Я готов был сказать ей, что рад был бы отдать Наседкиной Маргариту Трентскую не только когда Леле надоест партия, но хоть и сейчас, для первого представления «Крестьянской войны», да вовремя спохватился и прикусил язык. За кулисами этаких векселей на себя выдавать нельзя, — и без того у нас с Еленою Сергеевною отношения все спотыкаются. Но Светлячок— чертова баба! — догадлива: и без слов понимает — шельма!..

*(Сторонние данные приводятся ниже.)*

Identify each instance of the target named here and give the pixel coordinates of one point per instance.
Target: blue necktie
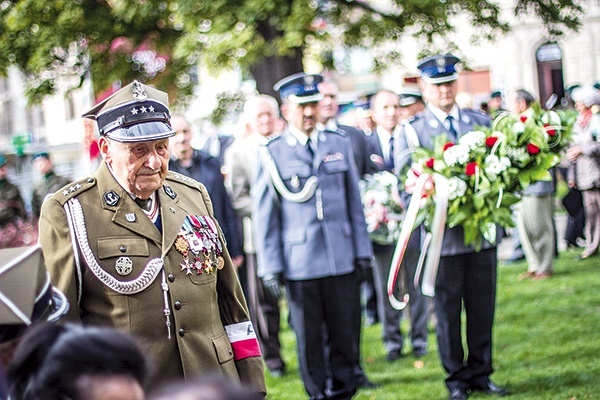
(453, 133)
(391, 154)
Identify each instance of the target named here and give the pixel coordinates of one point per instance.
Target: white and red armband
(243, 340)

Нет, поссорились мы с Савицкою не за ее замечание, а — вообще — с тех пор, как появился у нас Нордман и затеялась его «Крестьянская война» — потекла между мною и Лелею какая-то ледяная река. Собственно говоря, стыдно и даже глупо. Ну какое в конце концов дело мне, баритону, как удастся новая партия поющей со мною примадонне? Лишь бы мне не мешала, а все остальное — ее печаль! Если по театральной-то подлой морали рассуждать, то мне же еще лучше для успеха, чтобы примадонна не слишком выдвинулась вперед, а осталась на заднем плане, в общем фоне к моей великолепной особе… А вот— поди же ты: не только слышать Лелю в Маргарите Трентской бесит меня, но даже и сейчас вот думать, что она эту партию в руки свои захватила, мне — нож острый! И опять-таки есть тут, братец, что-то помимо того, что партия Леле не по силам, и она с Маргаритою Трентскою только-только справляется. Нет, тут нечто поглубже.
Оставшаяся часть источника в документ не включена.